Research results were conveyed to the wider industry at the GRDC Updates in 2016-2017, IFM workshops (2017) and research reports were available for breeders, researchers and advisers through the project's website www.integratedfungicidemanagement.com (2012-2017).
The principal research opportunities that developed over the term of the project were to determine how the barley APR genes Rph20, Rph23 and Rph24 for leaf rust (Puccinia hordei) protection influence fungicide response and to assess how this relationship is influenced by temperature since the expression of Rph20 is known to be influenced by temperature. Since barley generally receives more fungicide than wheat and is commonly treated with two fungicide applications, the impact of leaf rust APR could have larger effects than in wheat in terms of management strategy.
In addition, to verify whether the curative activity of fungicide is better described in thermal time as opposed to calendar date, since initial work in the glasshouse was conducted at constant temperatures of 20°C-23°C . Running experiments at different temperatures under controlled conditions would give more accurate knowledge for the field. Initial work on stripe, leaf and stem rusts indicated a curative activity of approx. 140-160 growing degree days (7 days at 20°C-23°C constant). Glasshouse studies at different temperatures would help to determine whether cooler conditions would mean that fungicide activity was slower or that the number of curative calendar days was increased. For example, if curative activity was 160 growing degree days at a mean temperature of 15°C, the number of days of curative activity would be 10-11 days.
In order to address these opportunities, new research themes would be based on three objectives:
1. To increase the understanding of how SDHI (FRAC group 7) and QoI (FRAC group 11) fungicides mixed with triazoles can be used to enhance the effectiveness of APR for the control of leaf rust in barley and stem rust in new wheat varieties (no field work component on stem rust was achieved in phase one of the IFM component of the ACRCP).
2. To understand the influence of temperature in the interaction between the APR rust resistance genes Rph20, Rph23 and Rph24 and fungicide application in barley. This would optimise the timing of fungicide actives and formulations for the control of leaf rust in commercially available barley varieties carrying different combinations of Rph20, Rph23 and Rph24.
3. To provide stewardship information on fungicide management for barley with known genetic backgrounds to breeders and the wider industry.
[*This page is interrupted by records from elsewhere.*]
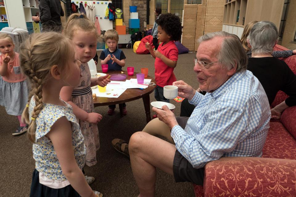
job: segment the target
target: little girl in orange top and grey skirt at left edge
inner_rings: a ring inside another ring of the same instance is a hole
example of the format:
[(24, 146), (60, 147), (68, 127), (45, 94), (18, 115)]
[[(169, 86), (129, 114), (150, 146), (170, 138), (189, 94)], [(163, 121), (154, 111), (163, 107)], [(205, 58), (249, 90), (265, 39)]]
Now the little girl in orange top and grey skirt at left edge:
[(14, 43), (8, 34), (0, 34), (0, 105), (6, 113), (19, 119), (19, 128), (12, 135), (27, 131), (27, 124), (21, 121), (29, 95), (26, 77), (21, 73), (19, 54), (14, 52)]

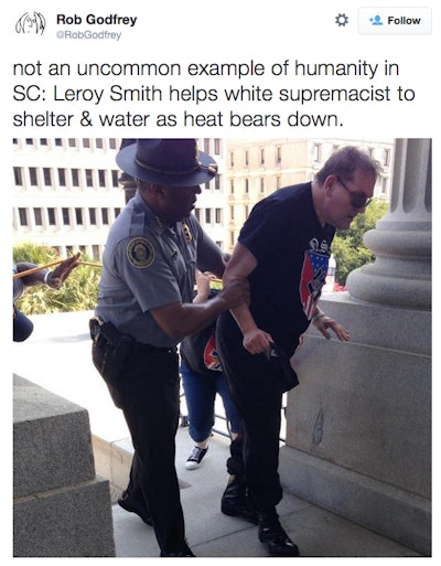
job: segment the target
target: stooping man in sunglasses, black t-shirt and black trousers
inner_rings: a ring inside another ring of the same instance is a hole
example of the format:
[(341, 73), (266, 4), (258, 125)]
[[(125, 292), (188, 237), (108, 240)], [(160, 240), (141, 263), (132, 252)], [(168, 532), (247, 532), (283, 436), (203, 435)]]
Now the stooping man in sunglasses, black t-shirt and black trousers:
[(232, 445), (222, 511), (248, 519), (254, 509), (271, 556), (299, 556), (276, 511), (282, 394), (298, 384), (289, 361), (311, 321), (326, 339), (329, 329), (349, 339), (319, 299), (335, 229), (347, 229), (365, 211), (378, 174), (378, 163), (358, 149), (335, 152), (313, 182), (276, 191), (252, 209), (224, 274), (224, 284), (248, 277), (251, 300), (223, 313), (216, 329), (243, 427)]

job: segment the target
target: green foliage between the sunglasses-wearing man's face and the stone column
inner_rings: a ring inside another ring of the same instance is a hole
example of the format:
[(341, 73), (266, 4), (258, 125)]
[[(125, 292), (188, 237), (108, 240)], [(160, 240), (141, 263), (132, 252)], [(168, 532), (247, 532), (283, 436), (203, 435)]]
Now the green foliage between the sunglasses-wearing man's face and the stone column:
[(386, 214), (389, 204), (375, 199), (364, 214), (358, 214), (349, 229), (337, 231), (332, 244), (332, 252), (337, 264), (335, 280), (340, 285), (346, 282), (347, 276), (354, 269), (365, 264), (372, 264), (375, 255), (363, 244), (363, 237)]

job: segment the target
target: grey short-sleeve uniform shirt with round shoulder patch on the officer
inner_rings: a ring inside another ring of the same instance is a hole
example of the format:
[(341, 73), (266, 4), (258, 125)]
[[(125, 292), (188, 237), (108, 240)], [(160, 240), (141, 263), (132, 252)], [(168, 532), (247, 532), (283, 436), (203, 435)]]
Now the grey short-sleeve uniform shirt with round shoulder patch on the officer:
[(96, 314), (139, 342), (176, 345), (149, 311), (192, 302), (195, 268), (212, 270), (220, 260), (219, 247), (193, 215), (165, 226), (137, 193), (110, 228)]

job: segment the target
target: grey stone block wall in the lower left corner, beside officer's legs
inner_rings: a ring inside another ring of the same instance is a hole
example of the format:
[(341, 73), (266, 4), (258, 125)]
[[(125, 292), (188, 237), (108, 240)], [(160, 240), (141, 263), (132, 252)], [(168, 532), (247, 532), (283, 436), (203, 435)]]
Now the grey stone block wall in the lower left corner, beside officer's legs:
[(19, 376), (13, 556), (115, 556), (109, 484), (95, 474), (87, 412)]

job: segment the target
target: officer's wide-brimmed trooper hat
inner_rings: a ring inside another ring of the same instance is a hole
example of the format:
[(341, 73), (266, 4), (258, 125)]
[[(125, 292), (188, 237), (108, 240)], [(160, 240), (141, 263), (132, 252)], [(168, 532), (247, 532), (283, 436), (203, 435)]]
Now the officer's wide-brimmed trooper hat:
[(118, 165), (135, 179), (165, 186), (192, 186), (217, 174), (215, 160), (195, 139), (137, 139), (117, 153)]

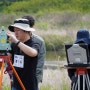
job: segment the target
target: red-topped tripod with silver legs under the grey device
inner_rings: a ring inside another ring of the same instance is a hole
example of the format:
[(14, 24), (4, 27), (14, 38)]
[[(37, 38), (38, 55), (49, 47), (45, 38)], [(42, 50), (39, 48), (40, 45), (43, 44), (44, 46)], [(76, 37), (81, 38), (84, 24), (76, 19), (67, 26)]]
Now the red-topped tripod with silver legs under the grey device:
[(80, 89), (80, 77), (83, 78), (83, 90), (85, 90), (85, 86), (87, 87), (87, 90), (90, 90), (90, 80), (87, 72), (87, 67), (83, 68), (77, 68), (76, 69), (76, 80), (72, 85), (72, 90), (81, 90)]

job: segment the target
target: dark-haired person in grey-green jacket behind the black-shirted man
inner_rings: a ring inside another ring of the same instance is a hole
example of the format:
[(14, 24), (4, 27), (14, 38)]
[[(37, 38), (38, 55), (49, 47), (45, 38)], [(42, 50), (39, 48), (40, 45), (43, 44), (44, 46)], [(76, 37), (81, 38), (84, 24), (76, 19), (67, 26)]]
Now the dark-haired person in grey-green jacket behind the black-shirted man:
[[(35, 25), (35, 19), (31, 15), (24, 15), (22, 18), (29, 20), (30, 27), (34, 27)], [(38, 53), (38, 62), (37, 62), (37, 68), (36, 68), (36, 77), (38, 81), (38, 90), (40, 90), (41, 83), (43, 81), (43, 69), (44, 69), (44, 61), (46, 56), (46, 47), (45, 47), (45, 41), (42, 37), (39, 35), (36, 35), (31, 32), (32, 40), (39, 43), (40, 45), (40, 51)]]

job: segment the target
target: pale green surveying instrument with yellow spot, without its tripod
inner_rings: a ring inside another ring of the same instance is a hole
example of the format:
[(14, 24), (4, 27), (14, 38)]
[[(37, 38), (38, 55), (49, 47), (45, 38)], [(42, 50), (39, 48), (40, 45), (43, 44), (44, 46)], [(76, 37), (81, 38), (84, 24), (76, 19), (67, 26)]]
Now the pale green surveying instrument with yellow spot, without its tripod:
[(8, 42), (8, 36), (4, 26), (0, 29), (0, 55), (6, 55), (11, 50), (10, 43)]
NILs were multiplied up for research purposes only. This NIL material is acknowledged to belong to PBI Cobbitty. There are no strategies undertaken or plans to facilitate the protection and or commercialisation of the project outputs as it is not applicable.
1. FAR Australia 2014 Field Trials Report.
2. FAR Australia 2015 Field Trials Report.
3. Adelaide Update paper - Septoria fungicide update and latest developments in rust management.
4. Wagga Wagga Update paper - Septoria fungicide update and latest developments in rust management.
5. FAR Australia 2016 Field Trials Report.
6. FAR Australia Controlled Environment Studies Report 2014-2016.